Pasto infedele dell’Italiano medio
Negli ultimi tempi una questione tormenta i miei pensieri e instilla dubbi finanche a diventare un inquieto dilemma. Mi interrogo con grande apprensione: gli Italiani sanno mangiare? Più ci penso e più m’avviluppo in questa maledetta sciarada. Sembra irrisolvibile, ma mi appronto alla necessaria euristica. E chiedo, quante volte avete sentito dire “la cucina italiana è la prima al mondo” oppure “la dieta mediterranea è la migliore in assoluto”? Spesso? Anch’io. In effetti, l’Italiano medio manifesta un confortevole approccio campanilistico alla dieta mediterranea, una commovente esibizione d’orgoglio nazionale. Convincente.

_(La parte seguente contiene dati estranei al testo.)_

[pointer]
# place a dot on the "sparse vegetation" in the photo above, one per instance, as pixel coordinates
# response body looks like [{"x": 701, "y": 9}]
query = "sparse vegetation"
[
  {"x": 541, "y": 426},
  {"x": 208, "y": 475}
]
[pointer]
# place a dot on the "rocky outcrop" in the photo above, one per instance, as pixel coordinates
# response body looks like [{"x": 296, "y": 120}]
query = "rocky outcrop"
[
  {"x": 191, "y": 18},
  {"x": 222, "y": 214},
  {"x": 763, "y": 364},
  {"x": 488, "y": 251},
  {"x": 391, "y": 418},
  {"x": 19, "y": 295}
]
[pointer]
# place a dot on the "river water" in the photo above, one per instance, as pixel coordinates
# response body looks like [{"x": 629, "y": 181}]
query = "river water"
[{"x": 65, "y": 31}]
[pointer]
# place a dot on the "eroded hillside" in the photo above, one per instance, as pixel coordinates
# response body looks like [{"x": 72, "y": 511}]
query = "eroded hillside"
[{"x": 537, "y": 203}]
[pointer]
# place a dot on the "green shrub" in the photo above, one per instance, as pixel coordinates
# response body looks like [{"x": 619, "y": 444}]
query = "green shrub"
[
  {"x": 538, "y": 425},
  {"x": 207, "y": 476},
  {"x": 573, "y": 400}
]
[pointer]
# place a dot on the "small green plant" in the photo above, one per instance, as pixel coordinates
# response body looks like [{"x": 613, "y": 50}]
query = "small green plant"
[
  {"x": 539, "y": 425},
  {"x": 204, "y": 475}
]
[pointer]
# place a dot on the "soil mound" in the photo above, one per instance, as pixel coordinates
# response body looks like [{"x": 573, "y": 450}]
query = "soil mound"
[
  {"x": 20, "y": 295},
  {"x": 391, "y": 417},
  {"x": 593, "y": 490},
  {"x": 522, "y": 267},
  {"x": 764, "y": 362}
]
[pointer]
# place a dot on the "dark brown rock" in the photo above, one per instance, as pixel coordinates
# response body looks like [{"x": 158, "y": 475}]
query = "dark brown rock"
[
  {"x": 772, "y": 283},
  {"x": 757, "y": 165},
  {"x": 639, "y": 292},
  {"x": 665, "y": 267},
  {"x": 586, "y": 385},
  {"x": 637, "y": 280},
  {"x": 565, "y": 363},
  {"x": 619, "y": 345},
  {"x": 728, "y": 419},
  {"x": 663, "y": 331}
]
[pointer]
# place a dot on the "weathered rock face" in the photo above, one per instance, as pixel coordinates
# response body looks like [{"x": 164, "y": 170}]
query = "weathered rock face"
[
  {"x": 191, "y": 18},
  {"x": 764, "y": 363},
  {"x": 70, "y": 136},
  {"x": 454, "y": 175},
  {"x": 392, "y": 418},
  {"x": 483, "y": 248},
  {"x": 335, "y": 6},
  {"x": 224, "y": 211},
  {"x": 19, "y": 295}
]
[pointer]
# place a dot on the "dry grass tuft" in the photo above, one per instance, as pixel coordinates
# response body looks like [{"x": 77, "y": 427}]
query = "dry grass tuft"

Specialmente se si pensa alle infinite divisioni che dagli stoici Mille Rossi ad oggi hanno sempre agitato il nostro Paese; divisioni pensate da menti ciniche ed agite da uomini e donne gretti ed ipocefali che, ai nostri giorni, alimentano i putridumi nazionalistici disseminati per l’Europa. Salvo poi rispondere riunificati al credo mondiale del Profitto, dei cui miasmi si ossigena il dio Mercato, libero e selvaggio; su quell’altare abbiamo sacrificato anima e merci. Una forma di religione che ci vogliono far credere astratta, trascendente, ma che in verità è fatta di uomini e donne reali, viventi e carnefici. Questo è il nostro tempo. Perdonate la digressione, effetto delle mie ciclotimie. Ricordiamo.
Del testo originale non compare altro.